I set the phone down, my heart hammering against my ribs. Helen was across the room, her face tight with unconcealed frustration.

"That was incredibly reckless," she said, her voice sharp. "You just reached out to a man who might be a double agent. You’ve compromised our position, tipped our hand, and handed him a motive to report back to Julian the moment we’re vulnerable."

"Or I’ve turned Julian’s surveillance into my own," I shot back, standing up. "He was a detective, Helen. He knows how to track, how to observe, and how to stay hidden. Julian hired him to watch the wedding—I’m hiring him to watch Julian."

"You don't know that!" she snapped, stepping closer. "You’re projecting your own desire for justice onto a man who has lost everything. He’s a wild card, Carter. You’re gambling the entire Dynasty on a grudge!"

"And you’re gambling our safety on caution!" I retorted feistily. "Since when does a Van Alen hide in the shadows when they have the power to command the light?"

"Since the moment they started being hunted!" she shouted.

We stood there, the air between us crackling with the kind of tension that didn't dissipate. It was our first real argument, a clash of ideology that went deeper than just this one man. She saw the risk; I saw the opportunity. Neither of us would back down.

 I stormed off to the guest suite, and for the first time since our night in New York, we slept on opposite sides of the hallway, the distance between us feeling like a canyon.

I didn't sleep. I lay there in the dark, watching the ceiling, wondering if I had truly made the most brilliant move of my life or the most catastrophic.

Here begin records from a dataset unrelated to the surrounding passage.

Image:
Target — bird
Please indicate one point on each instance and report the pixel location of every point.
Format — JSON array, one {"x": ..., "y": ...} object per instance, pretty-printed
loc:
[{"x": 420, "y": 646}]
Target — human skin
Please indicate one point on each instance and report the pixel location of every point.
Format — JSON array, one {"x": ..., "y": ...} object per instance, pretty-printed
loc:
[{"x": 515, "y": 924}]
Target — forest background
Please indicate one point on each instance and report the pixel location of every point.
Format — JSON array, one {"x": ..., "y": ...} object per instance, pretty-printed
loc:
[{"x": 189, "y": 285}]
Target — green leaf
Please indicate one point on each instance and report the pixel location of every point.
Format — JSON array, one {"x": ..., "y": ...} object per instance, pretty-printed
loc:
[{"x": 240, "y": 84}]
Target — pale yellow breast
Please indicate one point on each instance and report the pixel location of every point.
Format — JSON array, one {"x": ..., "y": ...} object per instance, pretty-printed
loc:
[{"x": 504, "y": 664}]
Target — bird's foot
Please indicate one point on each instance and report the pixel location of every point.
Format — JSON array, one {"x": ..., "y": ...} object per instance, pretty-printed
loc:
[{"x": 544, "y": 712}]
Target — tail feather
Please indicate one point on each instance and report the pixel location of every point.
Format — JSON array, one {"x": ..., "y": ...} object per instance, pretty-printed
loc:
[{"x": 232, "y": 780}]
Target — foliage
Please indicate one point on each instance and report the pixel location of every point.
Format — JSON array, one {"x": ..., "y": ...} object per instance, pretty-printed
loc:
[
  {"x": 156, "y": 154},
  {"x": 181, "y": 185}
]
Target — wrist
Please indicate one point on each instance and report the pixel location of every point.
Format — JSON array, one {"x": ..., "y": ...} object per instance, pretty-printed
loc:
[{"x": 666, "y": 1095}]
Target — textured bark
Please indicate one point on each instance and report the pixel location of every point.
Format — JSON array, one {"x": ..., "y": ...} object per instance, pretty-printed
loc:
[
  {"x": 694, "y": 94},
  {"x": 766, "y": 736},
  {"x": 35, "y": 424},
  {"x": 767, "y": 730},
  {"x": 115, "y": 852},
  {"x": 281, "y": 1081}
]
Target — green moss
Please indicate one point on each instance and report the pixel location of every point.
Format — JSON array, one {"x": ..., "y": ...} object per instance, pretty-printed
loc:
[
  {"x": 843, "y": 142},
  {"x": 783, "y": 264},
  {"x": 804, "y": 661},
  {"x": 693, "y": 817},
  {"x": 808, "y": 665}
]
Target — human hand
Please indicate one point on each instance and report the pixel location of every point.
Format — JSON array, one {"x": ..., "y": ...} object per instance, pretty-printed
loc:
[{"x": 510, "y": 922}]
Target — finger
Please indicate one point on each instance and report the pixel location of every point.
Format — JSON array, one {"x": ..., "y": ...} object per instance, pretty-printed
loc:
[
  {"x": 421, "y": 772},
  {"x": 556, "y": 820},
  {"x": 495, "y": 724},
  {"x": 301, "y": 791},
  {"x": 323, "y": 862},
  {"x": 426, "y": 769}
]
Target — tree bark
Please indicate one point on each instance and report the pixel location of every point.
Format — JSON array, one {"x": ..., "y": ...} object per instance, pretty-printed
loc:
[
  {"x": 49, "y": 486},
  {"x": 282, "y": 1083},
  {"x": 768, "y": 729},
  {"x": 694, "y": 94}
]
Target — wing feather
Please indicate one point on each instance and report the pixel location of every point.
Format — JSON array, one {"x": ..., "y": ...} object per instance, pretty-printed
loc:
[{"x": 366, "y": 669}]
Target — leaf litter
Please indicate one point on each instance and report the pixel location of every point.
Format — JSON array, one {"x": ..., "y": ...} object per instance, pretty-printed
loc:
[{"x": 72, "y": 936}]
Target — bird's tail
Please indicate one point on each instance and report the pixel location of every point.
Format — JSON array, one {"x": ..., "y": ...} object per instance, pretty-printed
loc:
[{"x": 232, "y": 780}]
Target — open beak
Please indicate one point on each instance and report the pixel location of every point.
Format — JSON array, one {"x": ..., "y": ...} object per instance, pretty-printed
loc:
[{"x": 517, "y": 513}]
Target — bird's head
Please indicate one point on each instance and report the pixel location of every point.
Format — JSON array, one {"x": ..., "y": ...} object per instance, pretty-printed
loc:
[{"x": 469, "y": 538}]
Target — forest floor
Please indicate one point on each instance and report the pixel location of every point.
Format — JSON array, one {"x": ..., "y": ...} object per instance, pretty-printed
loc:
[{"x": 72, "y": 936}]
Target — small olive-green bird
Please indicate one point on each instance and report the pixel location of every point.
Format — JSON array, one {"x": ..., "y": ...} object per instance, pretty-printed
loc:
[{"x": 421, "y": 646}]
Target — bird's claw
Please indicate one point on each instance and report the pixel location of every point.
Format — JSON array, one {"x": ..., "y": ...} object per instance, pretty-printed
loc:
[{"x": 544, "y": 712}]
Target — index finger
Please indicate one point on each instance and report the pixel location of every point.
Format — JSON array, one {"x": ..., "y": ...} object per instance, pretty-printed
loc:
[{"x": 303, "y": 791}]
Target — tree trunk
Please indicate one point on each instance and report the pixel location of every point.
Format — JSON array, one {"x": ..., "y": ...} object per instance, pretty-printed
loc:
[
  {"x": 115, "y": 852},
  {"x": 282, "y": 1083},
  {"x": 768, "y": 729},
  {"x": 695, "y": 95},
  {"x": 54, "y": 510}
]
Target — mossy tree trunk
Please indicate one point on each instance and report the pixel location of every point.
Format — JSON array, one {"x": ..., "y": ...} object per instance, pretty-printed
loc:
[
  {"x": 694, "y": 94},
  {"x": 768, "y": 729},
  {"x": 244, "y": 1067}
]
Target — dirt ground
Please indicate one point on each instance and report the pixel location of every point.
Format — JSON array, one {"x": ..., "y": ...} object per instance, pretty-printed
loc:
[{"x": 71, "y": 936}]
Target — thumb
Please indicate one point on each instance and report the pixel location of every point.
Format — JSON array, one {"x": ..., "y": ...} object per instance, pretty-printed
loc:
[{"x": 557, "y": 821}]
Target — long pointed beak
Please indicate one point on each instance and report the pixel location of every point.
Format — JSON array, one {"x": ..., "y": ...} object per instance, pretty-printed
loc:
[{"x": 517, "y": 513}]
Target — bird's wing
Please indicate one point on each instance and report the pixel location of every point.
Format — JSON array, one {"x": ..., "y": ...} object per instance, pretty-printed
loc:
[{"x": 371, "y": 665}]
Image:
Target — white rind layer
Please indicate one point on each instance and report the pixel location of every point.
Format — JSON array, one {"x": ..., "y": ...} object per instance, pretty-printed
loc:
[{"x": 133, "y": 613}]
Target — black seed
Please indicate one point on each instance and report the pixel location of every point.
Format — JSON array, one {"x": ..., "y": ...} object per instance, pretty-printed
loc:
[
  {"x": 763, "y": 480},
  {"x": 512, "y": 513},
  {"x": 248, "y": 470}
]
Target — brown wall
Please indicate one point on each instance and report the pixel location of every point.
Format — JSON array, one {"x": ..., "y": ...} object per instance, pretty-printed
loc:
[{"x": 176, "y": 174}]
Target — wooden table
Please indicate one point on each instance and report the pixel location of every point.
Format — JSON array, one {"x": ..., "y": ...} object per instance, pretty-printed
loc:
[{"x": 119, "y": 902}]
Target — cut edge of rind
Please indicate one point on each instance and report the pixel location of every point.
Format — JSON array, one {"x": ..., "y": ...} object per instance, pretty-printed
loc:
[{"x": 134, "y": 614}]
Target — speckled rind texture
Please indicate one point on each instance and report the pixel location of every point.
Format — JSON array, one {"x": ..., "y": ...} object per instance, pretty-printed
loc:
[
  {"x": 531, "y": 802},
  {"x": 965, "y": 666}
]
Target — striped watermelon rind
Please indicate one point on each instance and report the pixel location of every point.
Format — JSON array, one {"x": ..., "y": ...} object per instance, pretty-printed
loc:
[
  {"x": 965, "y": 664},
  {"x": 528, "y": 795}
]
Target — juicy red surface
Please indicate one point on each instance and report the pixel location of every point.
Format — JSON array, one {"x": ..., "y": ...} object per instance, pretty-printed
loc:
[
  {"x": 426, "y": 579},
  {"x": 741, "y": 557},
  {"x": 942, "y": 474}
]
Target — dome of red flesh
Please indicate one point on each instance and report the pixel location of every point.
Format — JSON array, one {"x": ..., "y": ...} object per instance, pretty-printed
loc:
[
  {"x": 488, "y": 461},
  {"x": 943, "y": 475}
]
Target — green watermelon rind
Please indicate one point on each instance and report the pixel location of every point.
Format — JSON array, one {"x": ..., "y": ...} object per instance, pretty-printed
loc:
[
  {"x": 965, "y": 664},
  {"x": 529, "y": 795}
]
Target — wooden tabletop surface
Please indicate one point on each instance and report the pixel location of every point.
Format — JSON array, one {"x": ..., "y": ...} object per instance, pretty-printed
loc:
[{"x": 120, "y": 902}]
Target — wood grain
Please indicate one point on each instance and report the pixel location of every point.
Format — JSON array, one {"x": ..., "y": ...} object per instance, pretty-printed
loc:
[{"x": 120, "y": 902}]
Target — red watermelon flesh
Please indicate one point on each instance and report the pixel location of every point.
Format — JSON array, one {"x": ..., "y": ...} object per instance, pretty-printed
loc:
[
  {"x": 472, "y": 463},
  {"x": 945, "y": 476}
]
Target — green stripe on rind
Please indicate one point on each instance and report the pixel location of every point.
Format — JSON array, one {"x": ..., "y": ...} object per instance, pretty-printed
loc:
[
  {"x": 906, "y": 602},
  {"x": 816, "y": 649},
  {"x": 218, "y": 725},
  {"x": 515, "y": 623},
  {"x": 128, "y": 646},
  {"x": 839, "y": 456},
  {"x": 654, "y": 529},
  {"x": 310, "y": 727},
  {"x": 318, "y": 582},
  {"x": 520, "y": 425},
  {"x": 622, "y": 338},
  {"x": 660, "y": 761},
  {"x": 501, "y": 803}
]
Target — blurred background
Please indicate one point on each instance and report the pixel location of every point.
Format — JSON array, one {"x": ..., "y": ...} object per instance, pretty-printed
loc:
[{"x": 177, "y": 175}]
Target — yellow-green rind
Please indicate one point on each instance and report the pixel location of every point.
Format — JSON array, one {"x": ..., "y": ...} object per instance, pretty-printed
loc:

Twenty seconds after Sloane’s final "yes" echoed in my head, my burner phone buzzed. It was a different number, one I didn't recognize. I tapped the screen, expecting a taunt from Julian, but the voice on the other end was distorted, clinical, and completely alien.

"Sloane just made a call before he called you back," the voice said, the tone flat. "You should find out who."

The line went dead before I could even draw a breath.

I scrambled out of bed, my mind racing. Sloane hadn't just accepted the deal; he had checked the board. I grabbed my robe and walked back into the living room, my pulse rumbling erratically. 

Helen was already there, still awake, staring at the wall with a hollow expression. She looked up as I entered, her eyes tracing the panic on my face.

"What now?" she asked, her voice weary and her eyes as sharp as an eagle’s.

I turned the screen toward her, my hands trembling slightly. "We have a problem," I whispered. "Someone is watching the watcher."

She looked at the screen, her composure shattering for the second time that day. The realization hit us both with the force of a wrecking ball: we weren't just playing a game of chess against Julian. 

We were sitting at a table with players who had been watching us for a long, long time. And if Sloane had called someone else, it meant the entire wedding was a trap not just for me, but for anyone foolish enough to believe they could change the outcome.

"He's not a double agent, Carter," Helen said, her voice dropping to a whisper as the reality sank in. "He's a triple. And you have just invited him into the bloody house."